La différence majeure de Lancret par rapport à Watteau, et ce qui l’en distingue irrémédiablement, est l’absence de mystère. Cette jeune compagnie déjeune, s’adresse la parole au vu et au su du spectateur ; alors que les personnages de Watteau ne sont jamais occupés à quelque chose de précis et ne mettent jamais le spectateur dans la confidence : la Proposition embarrassante, qui pourrait dire quelle elle est ?

(Une autre particularité de Lancret est que les figures accumulées dans un tableau semblent dessinées d’après un même modèle. Dans Le déjeuner de jambon qui est au musée de Chantilly, le même gros homme se démultiplie ; dans ce Repas au retour de la chasse, un unique gandin joue cinq ou six rôles. Ce fait est sans doute d’ordre économique, le peintre rentabilisant son tableau en faisant poser le moins de gens possible.)

Boucher et Fragonard

François Boucher (1703-1770) est un élève de Watteau par la bande. Il est encore un jeune artiste lorsque Jean de Jullienne l’intègre au groupe de graveurs embauchés pour graver l’œuvre de Watteau. Cette immersion dans le monde de Watteau marqua durablement Boucher, plus sur le plan technique que dans l’esprit. Boucher développera mainte galanterie érotique sans rapport avec l’atmosphère de Watteau. Qui plus est, il dépréciera son talent par une production abondante et peinte de chic, dont on a un échantillon ici.

C’est dans la petite salle 6 qu’on trouvera un Boucher tout à fait charmant, une chinoiserie : La pêche chinoise (musée Boijmans van Beuningen, Rotterdam). Ce petit tableau peint dans une gamme froide et fraîche est aussi irréel que gracieux. Il est exposé à côté de deux projets, en petit, de chinoiseries de Watteau, un musicien et une femme.

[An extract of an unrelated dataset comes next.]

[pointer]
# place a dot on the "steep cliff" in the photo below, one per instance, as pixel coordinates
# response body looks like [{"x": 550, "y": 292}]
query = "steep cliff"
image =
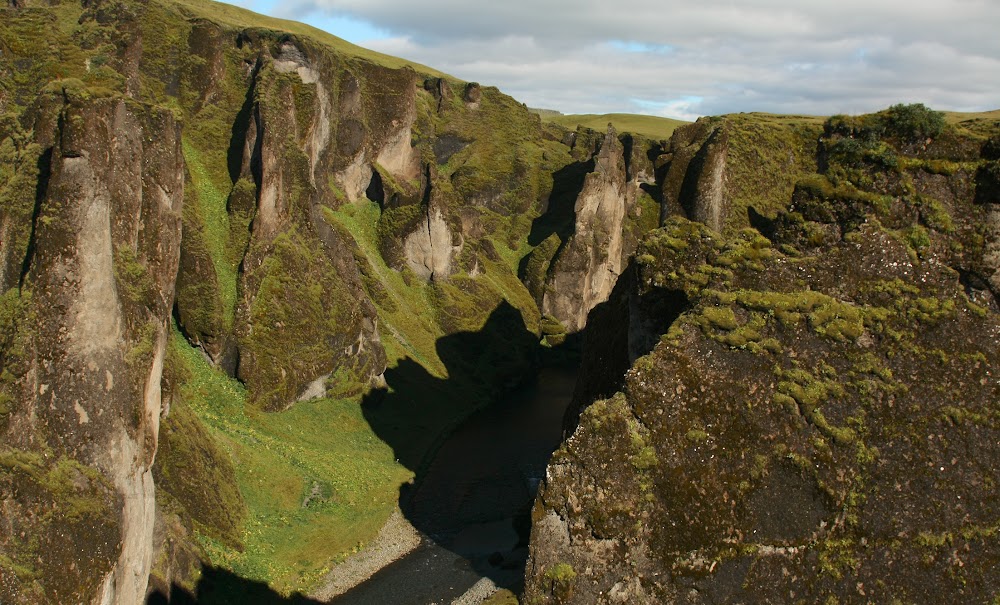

Jean-Honoré Fragonard (1732-1806), ses dates le disent, est d’un autre temps que Watteau et Boucher, mais élève du second il est marqué par l’art du premier. Son art est plus consistant, plus rapide. Deux esquisses (La poursuiteLa surprise), une toile achevée comme Le jeu de la main chaude montrent – malgré toutes leurs qualités – que l’art de Watteau est resté une fragrance unique dans la peinture française.

• De Watteau à Fragonard – Les fêtes galantesJusqu’au 21 juillet 2014, musée Jacquemart-André.